Genome-wide identification, organization and phylogenetic analysis of Dicer-like, Argonaute and RNA-dependent RNA Polymerase gene families and their expression analysis during reproductive development and stress in rice

Background: Important developmental processes in both plants and animals are partly regulated by genes whose expression is modulated at the post-transcriptional level by processes such as RNA interference (RNAi). Dicers, Argonautes and RNA-dependent RNA polymerases (RDR) form the core components that facilitate gene silencing and have been implicated in the initiation and maintenance of the trigger RNA molecules, central to process of RNAi. Investigations in eukaryotes have revealed that these proteins are encoded by variable number of genes with plants showing relatively higher number in each gene family. To date, no systematic expression profiling of these genes in any of the organisms has been reported. Results: In this study, we provide a complete analysis of rice Dicer-like, Argonaute and RDR gene families including gene structure, genomic localization and phylogenetic relatedness among gene family members.

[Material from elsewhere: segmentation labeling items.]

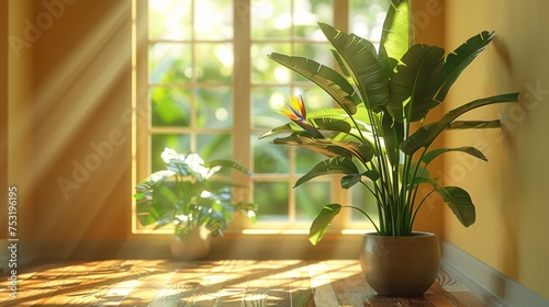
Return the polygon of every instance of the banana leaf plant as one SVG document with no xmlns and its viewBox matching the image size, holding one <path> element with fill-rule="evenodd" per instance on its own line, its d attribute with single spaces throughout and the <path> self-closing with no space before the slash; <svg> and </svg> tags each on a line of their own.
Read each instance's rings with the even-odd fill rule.
<svg viewBox="0 0 549 307">
<path fill-rule="evenodd" d="M 170 148 L 161 157 L 166 170 L 154 172 L 135 186 L 137 219 L 143 226 L 158 229 L 172 224 L 176 236 L 186 239 L 199 227 L 223 237 L 235 212 L 256 220 L 256 204 L 233 202 L 232 182 L 210 180 L 222 169 L 250 174 L 247 168 L 232 160 L 204 164 L 197 154 L 180 155 Z"/>
<path fill-rule="evenodd" d="M 469 193 L 459 186 L 442 186 L 427 167 L 450 151 L 481 160 L 486 157 L 471 146 L 430 146 L 447 129 L 501 127 L 498 120 L 458 118 L 485 105 L 517 102 L 518 93 L 467 102 L 438 121 L 427 123 L 425 117 L 444 102 L 460 73 L 492 42 L 494 32 L 480 32 L 448 54 L 438 46 L 414 44 L 411 9 L 404 0 L 391 2 L 379 52 L 355 34 L 324 23 L 320 29 L 333 46 L 338 70 L 300 56 L 272 53 L 269 58 L 314 82 L 335 101 L 335 107 L 307 113 L 303 99 L 290 96 L 280 112 L 291 122 L 260 138 L 278 136 L 273 144 L 324 154 L 327 159 L 295 186 L 320 175 L 340 174 L 343 189 L 361 184 L 373 195 L 374 203 L 366 205 L 376 206 L 379 218 L 373 220 L 358 206 L 328 204 L 313 220 L 310 241 L 321 241 L 341 207 L 365 214 L 381 236 L 411 236 L 422 204 L 433 193 L 441 196 L 463 226 L 472 225 L 475 209 Z M 419 185 L 430 186 L 430 193 L 419 194 Z"/>
</svg>

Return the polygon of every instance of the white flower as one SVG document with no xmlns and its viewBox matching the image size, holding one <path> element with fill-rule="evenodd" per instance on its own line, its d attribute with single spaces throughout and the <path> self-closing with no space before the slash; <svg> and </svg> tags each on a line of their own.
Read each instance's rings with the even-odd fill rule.
<svg viewBox="0 0 549 307">
<path fill-rule="evenodd" d="M 163 154 L 160 155 L 160 157 L 163 157 L 163 160 L 164 160 L 166 163 L 169 163 L 169 161 L 170 161 L 171 159 L 177 159 L 177 158 L 178 158 L 178 155 L 177 155 L 177 151 L 176 151 L 175 149 L 171 149 L 171 148 L 165 147 L 165 148 L 164 148 Z"/>
</svg>

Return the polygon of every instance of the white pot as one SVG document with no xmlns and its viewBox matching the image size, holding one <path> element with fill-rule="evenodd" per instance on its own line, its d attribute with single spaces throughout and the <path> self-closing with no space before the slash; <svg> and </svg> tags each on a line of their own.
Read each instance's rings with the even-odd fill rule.
<svg viewBox="0 0 549 307">
<path fill-rule="evenodd" d="M 184 240 L 173 236 L 170 250 L 173 258 L 178 260 L 204 259 L 210 253 L 210 231 L 205 228 L 193 229 L 189 238 Z"/>
</svg>

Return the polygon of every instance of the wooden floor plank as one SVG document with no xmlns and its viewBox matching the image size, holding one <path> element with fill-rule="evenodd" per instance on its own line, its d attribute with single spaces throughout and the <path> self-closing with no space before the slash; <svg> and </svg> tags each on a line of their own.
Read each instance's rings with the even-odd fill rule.
<svg viewBox="0 0 549 307">
<path fill-rule="evenodd" d="M 37 264 L 18 277 L 19 297 L 0 306 L 488 306 L 444 272 L 423 296 L 377 295 L 355 260 L 105 260 Z"/>
</svg>

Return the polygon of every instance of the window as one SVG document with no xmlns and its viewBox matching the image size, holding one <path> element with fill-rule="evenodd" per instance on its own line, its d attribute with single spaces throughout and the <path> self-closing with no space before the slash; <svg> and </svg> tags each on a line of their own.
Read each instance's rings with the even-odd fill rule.
<svg viewBox="0 0 549 307">
<path fill-rule="evenodd" d="M 292 189 L 323 157 L 258 140 L 287 122 L 276 110 L 290 93 L 302 95 L 311 110 L 332 103 L 312 82 L 267 55 L 295 54 L 333 66 L 317 22 L 378 39 L 388 0 L 144 2 L 134 2 L 136 91 L 142 91 L 135 116 L 138 178 L 164 167 L 165 147 L 248 166 L 253 178 L 234 180 L 245 187 L 243 197 L 254 200 L 260 211 L 257 224 L 237 220 L 239 229 L 309 229 L 322 205 L 362 201 L 362 191 L 341 191 L 338 178 Z M 355 221 L 365 221 L 354 214 L 334 226 L 352 228 Z"/>
</svg>

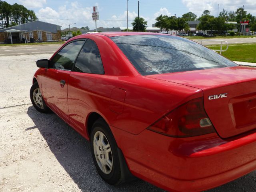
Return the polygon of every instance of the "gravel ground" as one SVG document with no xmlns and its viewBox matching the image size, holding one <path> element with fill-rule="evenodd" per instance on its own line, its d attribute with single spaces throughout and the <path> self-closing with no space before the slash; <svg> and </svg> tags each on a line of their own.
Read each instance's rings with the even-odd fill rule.
<svg viewBox="0 0 256 192">
<path fill-rule="evenodd" d="M 34 108 L 29 95 L 35 61 L 50 56 L 0 57 L 0 191 L 163 191 L 138 179 L 106 184 L 89 142 L 55 114 Z M 208 192 L 256 191 L 254 171 Z"/>
</svg>

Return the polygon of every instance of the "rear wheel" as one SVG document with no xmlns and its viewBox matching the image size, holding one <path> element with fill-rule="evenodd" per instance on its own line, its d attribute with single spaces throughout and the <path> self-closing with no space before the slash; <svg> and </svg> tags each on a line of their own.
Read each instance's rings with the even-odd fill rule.
<svg viewBox="0 0 256 192">
<path fill-rule="evenodd" d="M 30 97 L 32 104 L 36 110 L 41 113 L 48 113 L 51 111 L 44 103 L 37 82 L 36 82 L 31 86 Z"/>
<path fill-rule="evenodd" d="M 95 122 L 90 135 L 92 158 L 102 178 L 111 185 L 122 181 L 117 145 L 107 124 L 102 119 Z"/>
</svg>

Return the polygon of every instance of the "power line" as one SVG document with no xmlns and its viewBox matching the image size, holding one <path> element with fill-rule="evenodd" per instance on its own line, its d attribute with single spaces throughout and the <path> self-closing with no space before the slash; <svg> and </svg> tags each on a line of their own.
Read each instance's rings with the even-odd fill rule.
<svg viewBox="0 0 256 192">
<path fill-rule="evenodd" d="M 73 20 L 73 21 L 92 21 L 92 20 L 86 20 L 86 19 L 56 19 L 56 18 L 38 18 L 38 19 L 54 19 L 56 20 Z M 126 20 L 100 20 L 101 21 L 126 21 Z M 133 21 L 133 20 L 128 20 L 128 21 Z M 155 20 L 152 20 L 152 21 L 146 21 L 148 22 L 150 21 L 156 21 Z"/>
</svg>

We also present microarray-based expression profiling of these genes during 14 stages of reproductive and 5 stages of vegetative development and in response to cold, salt and dehydration stress. We have identified 8 Dicer-like (OsDCLs), 19 Argonaute (OsAGOs) and 5 RNA-dependent RNA polymerase (OsRDRs) genes in rice. Based on phylogeny, each of these genes families have been categorized into four subgroups. Although most of the genes express both in vegetative and reproductive organs, 2 OsDCLs, 14 OsAGOs and 3 OsRDRs were found to express specifically/preferentially during stages of reproductive development. Of these, 2 OsAGOs exhibited preferential up-regulation in seeds. One of the Argonautes (OsAGO2) also showed specific up-regulation in response to cold, salt and dehydration stress. Conclusion: This investigation has identified 23 rice genes belonging to DCL, Argonaute and RDR gene families that could potentially be involved in reproductive development-specific gene regulatory mechanisms. These data provide an insight into probable domains of activity of these genes and a basis for further, more detailed investigations aimed at understanding the contribution of individual components of RNA silencing machinery during reproductive phase of plant development.